AWS adds P6b200 Blackwell GPUs and serverless fine-tuning
SageMaker gains 8‑GPU Blackwell nodes and serverless Qwen 3.6 customization, easing larger agent workloads
An illustration displays a cube of microchips connected by curved lines to a digital interface featuring chat, document, and robot icons. © The GPU Trade Inc 2026
Amazon Web Services this week expanded SageMaker with two headline moves: broader availability of P6‑B200 Blackwell GPU nodes for Studio notebooks and serverless fine‑tuning support for Qwen 3.6. Both updates were posted on AWS’s site during the week of May 11–17, 2026.
The P6‑B200 capacity is now available in SageMaker Studio notebooks in US East (N. Virginia), bringing an interactive path to very large GPU nodes for developers and data scientists. AWS describes the P6‑B200 family as powered by eight NVIDIA Blackwell GPUs with 1,440 GB of high‑bandwidth GPU memory.
On SageMaker the instance appears as ml.p6‑b200.48xlarge for notebook use, and the node couples the 8 Blackwell GPUs with 192 vCPUs and about 2 TiB of system memory, marking it as a high‑capacity training and experimentation option. Cloud instance listings and AWS documentation reflect those core specs.

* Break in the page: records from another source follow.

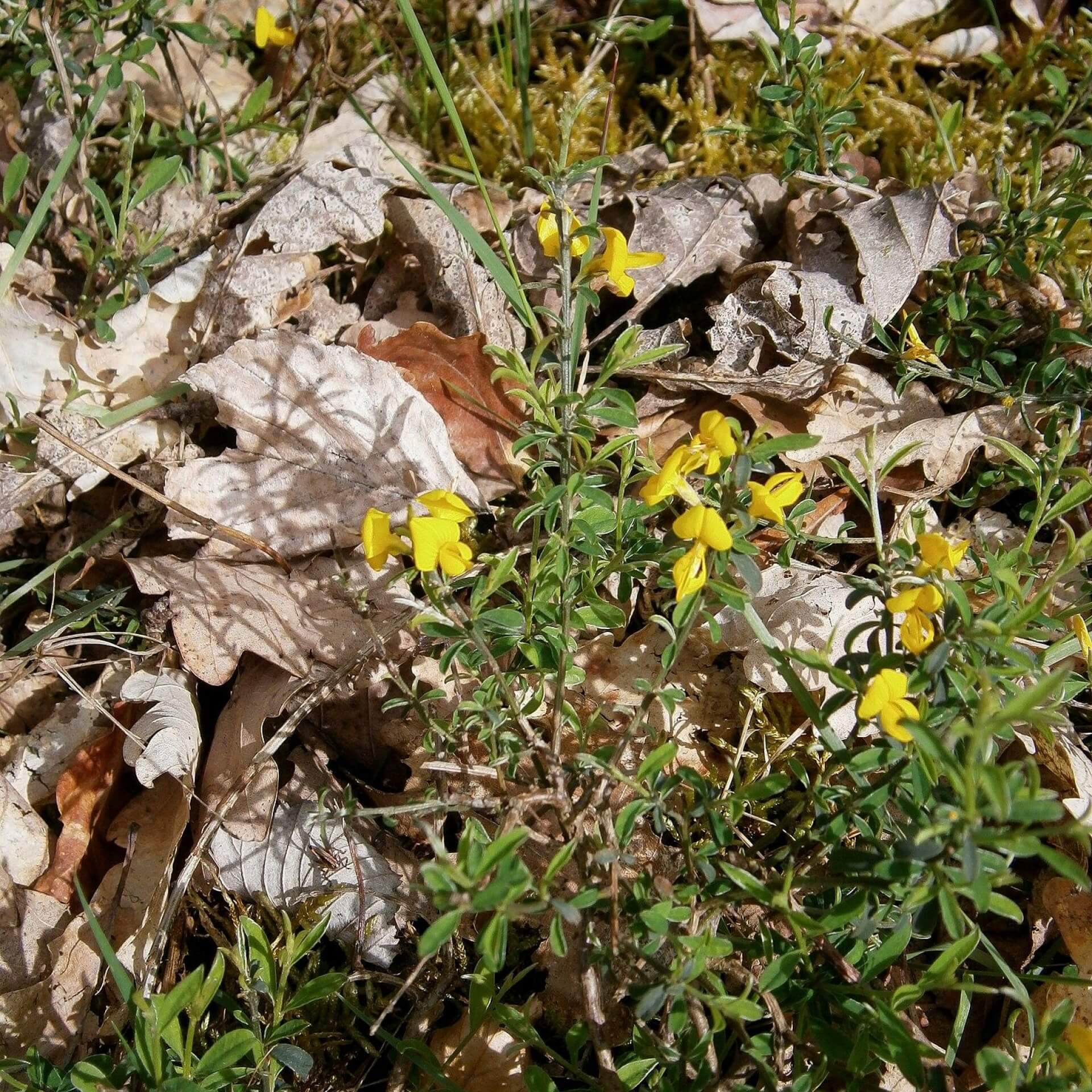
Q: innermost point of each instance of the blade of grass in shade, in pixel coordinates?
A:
(508, 284)
(449, 105)
(80, 551)
(42, 209)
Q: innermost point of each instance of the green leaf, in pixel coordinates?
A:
(225, 1052)
(632, 1073)
(160, 174)
(255, 104)
(439, 933)
(14, 176)
(316, 990)
(295, 1058)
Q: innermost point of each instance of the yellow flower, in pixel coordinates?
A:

The P6‑B200 line builds on AWS’s earlier EC2 P6 launch and targets large foundation‑model training and multimodal work. AWS has pitched the family as delivering up to roughly 2x training performance over the prior P5en generation and as suitable for distributed training, agents, and multi‑modal reasoning workloads.
Separately, Amazon announced that SageMaker AI now supports serverless model customization for Qwen 3.6, the 27‑billion‑parameter open‑weight model from the Qwen family. The May 14 notice says SageMaker now supports both supervised fine‑tuning (SFT) and reinforcement fine‑tuning (RFT) for Qwen 3.6.

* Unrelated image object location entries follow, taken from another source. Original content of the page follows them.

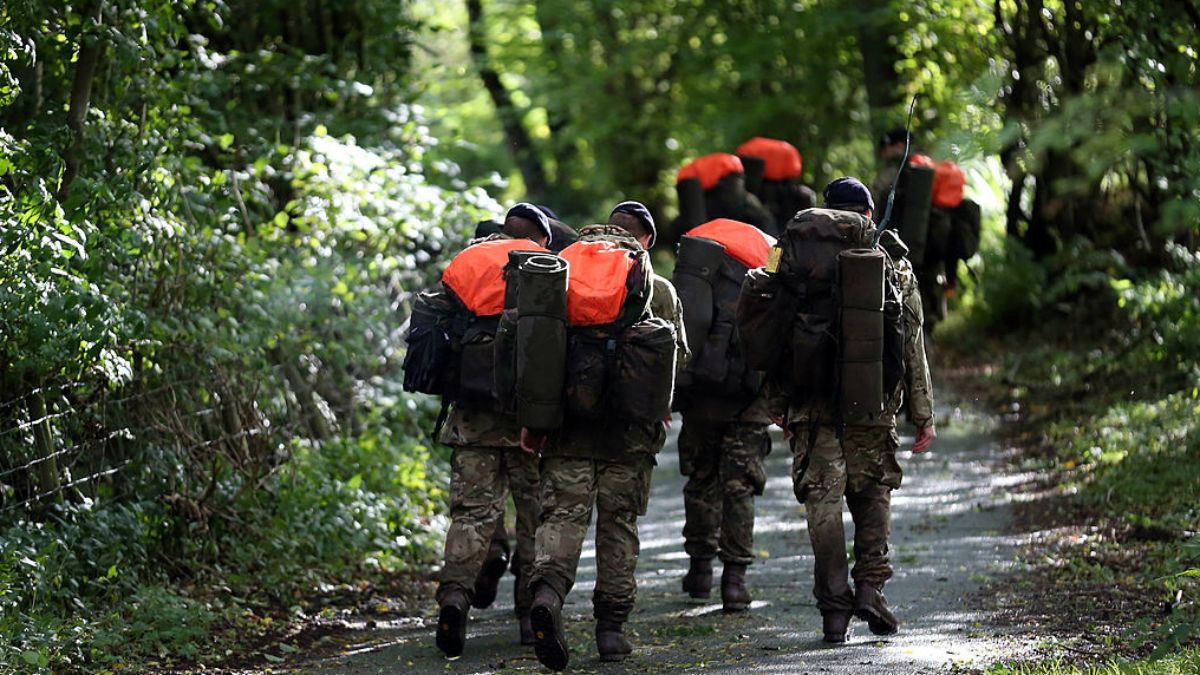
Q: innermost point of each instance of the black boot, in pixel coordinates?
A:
(451, 634)
(611, 640)
(487, 583)
(546, 619)
(835, 626)
(735, 596)
(871, 607)
(699, 580)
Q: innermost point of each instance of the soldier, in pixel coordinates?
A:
(835, 459)
(487, 464)
(724, 437)
(604, 465)
(930, 266)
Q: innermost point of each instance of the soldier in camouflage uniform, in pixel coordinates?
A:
(930, 276)
(603, 466)
(487, 464)
(857, 463)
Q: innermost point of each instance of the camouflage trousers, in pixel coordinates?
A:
(861, 467)
(724, 465)
(618, 490)
(479, 485)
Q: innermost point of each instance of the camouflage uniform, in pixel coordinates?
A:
(487, 464)
(861, 465)
(931, 275)
(606, 466)
(721, 453)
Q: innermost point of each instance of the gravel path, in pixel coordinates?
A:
(948, 538)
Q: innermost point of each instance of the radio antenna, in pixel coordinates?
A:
(904, 162)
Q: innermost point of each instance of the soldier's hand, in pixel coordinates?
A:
(783, 424)
(925, 436)
(532, 441)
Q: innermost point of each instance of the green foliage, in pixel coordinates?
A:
(1181, 663)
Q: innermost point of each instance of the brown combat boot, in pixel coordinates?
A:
(487, 583)
(611, 640)
(871, 607)
(546, 619)
(699, 580)
(526, 628)
(835, 625)
(451, 634)
(735, 596)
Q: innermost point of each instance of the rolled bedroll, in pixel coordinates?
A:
(861, 378)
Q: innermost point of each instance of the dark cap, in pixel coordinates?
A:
(895, 136)
(849, 192)
(533, 214)
(641, 213)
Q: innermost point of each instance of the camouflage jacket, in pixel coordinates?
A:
(613, 440)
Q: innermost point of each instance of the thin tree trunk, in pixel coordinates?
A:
(520, 142)
(47, 470)
(90, 55)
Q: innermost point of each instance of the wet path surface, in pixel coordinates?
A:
(948, 539)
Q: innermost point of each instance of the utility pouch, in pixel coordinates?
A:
(862, 290)
(696, 270)
(765, 308)
(589, 358)
(645, 377)
(814, 354)
(429, 356)
(477, 363)
(507, 362)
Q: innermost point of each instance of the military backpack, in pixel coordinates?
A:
(712, 263)
(450, 342)
(823, 317)
(619, 358)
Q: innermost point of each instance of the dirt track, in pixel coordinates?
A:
(948, 524)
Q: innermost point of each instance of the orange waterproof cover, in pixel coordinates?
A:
(781, 160)
(597, 290)
(477, 274)
(711, 168)
(948, 184)
(743, 242)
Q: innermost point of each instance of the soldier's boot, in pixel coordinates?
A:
(526, 628)
(487, 583)
(871, 607)
(451, 634)
(611, 640)
(546, 619)
(835, 625)
(735, 596)
(699, 580)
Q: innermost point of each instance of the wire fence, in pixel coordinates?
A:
(76, 441)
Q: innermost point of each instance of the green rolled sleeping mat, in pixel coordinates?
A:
(541, 341)
(861, 273)
(917, 186)
(507, 334)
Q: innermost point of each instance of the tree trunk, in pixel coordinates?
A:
(90, 55)
(880, 58)
(47, 469)
(520, 142)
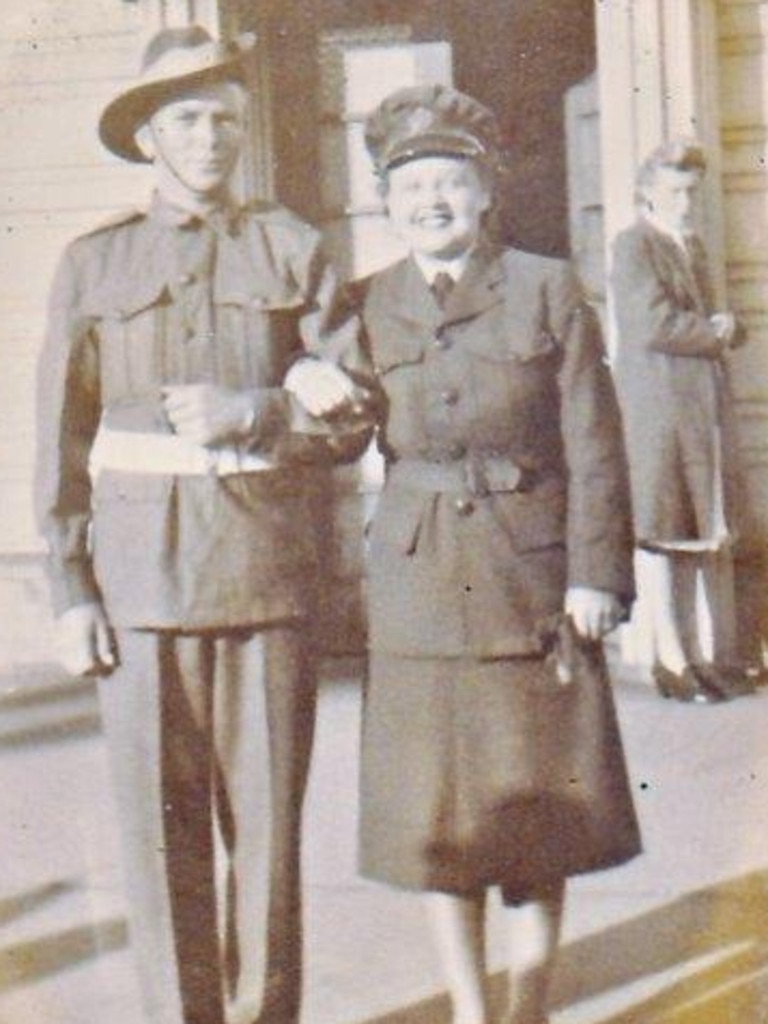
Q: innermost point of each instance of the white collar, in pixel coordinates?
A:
(430, 266)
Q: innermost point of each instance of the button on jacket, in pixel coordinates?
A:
(164, 298)
(510, 374)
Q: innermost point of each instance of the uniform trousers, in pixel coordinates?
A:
(209, 737)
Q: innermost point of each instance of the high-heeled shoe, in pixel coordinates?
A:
(730, 681)
(686, 686)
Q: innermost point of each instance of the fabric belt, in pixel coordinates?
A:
(476, 475)
(167, 455)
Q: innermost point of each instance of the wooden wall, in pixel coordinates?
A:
(59, 62)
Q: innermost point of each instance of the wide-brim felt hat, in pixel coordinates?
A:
(430, 120)
(173, 61)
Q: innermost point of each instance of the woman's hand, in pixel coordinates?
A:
(208, 414)
(594, 612)
(321, 387)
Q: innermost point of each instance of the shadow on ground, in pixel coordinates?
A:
(24, 963)
(715, 940)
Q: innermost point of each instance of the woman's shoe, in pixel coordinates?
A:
(686, 686)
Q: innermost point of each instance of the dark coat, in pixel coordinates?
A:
(673, 387)
(142, 302)
(512, 370)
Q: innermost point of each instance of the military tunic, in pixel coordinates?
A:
(209, 581)
(505, 484)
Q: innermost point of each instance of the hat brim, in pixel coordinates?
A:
(124, 116)
(433, 144)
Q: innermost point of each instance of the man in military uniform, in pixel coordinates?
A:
(172, 491)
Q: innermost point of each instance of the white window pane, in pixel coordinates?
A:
(373, 72)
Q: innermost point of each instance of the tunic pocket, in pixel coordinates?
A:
(532, 520)
(131, 349)
(397, 522)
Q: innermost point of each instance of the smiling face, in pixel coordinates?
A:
(671, 197)
(196, 139)
(436, 204)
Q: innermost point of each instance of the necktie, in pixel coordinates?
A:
(441, 287)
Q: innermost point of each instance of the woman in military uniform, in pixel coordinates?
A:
(499, 556)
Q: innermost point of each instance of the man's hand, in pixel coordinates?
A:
(594, 612)
(84, 641)
(321, 387)
(724, 326)
(207, 414)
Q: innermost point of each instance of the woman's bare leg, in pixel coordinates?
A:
(532, 937)
(459, 927)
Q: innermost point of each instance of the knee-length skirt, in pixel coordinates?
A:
(492, 773)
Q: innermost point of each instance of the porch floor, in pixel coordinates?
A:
(679, 936)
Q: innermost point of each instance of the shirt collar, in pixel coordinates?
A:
(430, 266)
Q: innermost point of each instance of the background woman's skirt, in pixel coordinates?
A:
(478, 773)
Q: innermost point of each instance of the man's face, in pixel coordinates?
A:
(672, 198)
(436, 204)
(199, 136)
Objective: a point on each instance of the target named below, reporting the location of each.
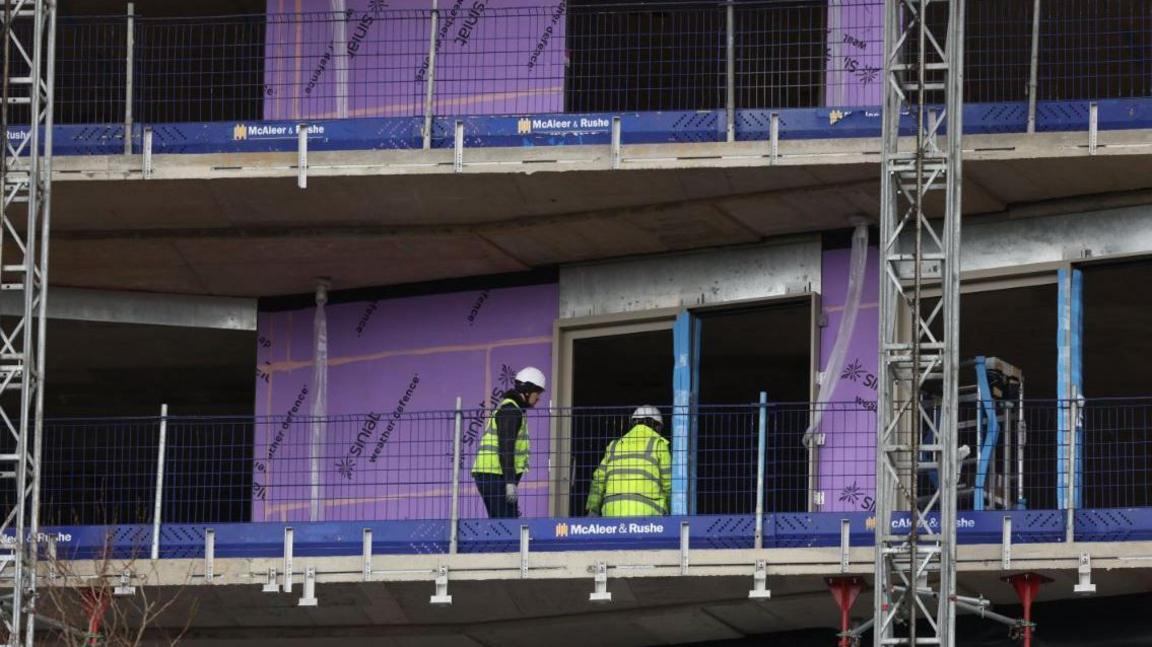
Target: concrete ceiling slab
(265, 237)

AWS specifically framed the Qwen 3.6 feature as serverless customization, meaning SageMaker handles infrastructure provisioning and orchestration so customers “only pay for what you use.” The announcement lists immediate availability in US East (N. Virginia), US West (Oregon), Asia Pacific (Tokyo), and EU (Ireland).
Taken together, the hardware and software moves make it easier to both run and adapt larger models on AWS. The P6‑B200 nodes bring very large GPU memory pools and NVLink‑style connectivity that reduce the need to shard models across many smaller GPUs, while the serverless fine‑tuning path reduces ops overhead for customization. Those are two complementary levers for scaling agentic and multi‑step AI workloads.
For enterprises, serverless fine‑tuning lowers the operational barrier to specialize open‑weight models like Qwen. Firms that lacked GPU cluster expertise or wanted to avoid reserving high‑capacity blocks can now run SFT or RFT flows without managing spot fleets or long‑running clusters. That can shorten experiments and broaden who in an organization can perform model adaptation.
There are cost and capacity tradeoffs to note. P6‑B200 nodes are large, power‑hungry instances intended for high‑throughput training and experimentation, so raw on‑demand costs per hour will be substantial compared with smaller GPU instances. Serverless customization reduces some of this friction by moving billing to usage, but teams must still plan for peak resource needs during heavy fine‑tuning jobs.
AWS’s moves also sit alongside other recent infrastructure launches designed to cut inference and deployment overhead. For example, AWS introduced G7e instances for lower‑cost inference on large models, showing a parallel push to compress operational cost across both training and serving. Together these launches signal a platform strategy that covers high‑end training, cheaper inference, and easier customization.
For customers building agentic systems — long‑running agents that need larger context windows, multimodal inputs, or multi‑step planning — the new P6 nodes reduce a common bottleneck: GPU memory and interconnect. Serverless fine‑tuning then makes it simpler to align base models to corporate data, policies, or tool interfaces without a full‑time infra team. That combination is likely to accelerate pilot projects moving to production.
What to watch next: pricing details and regional rollouts will shape adoption. Availability in additional regions, support for more model families in serverless fine‑tuning, and integration with SageMaker HyperPod or other multi‑node orchestration features will determine whether enterprises shift large‑scale LLM work from other clouds or on‑prem clusters to AWS. For now, AWS’s May announcements make its platform a stronger contender for large, agentic, and enterprise‑customized AI workloads.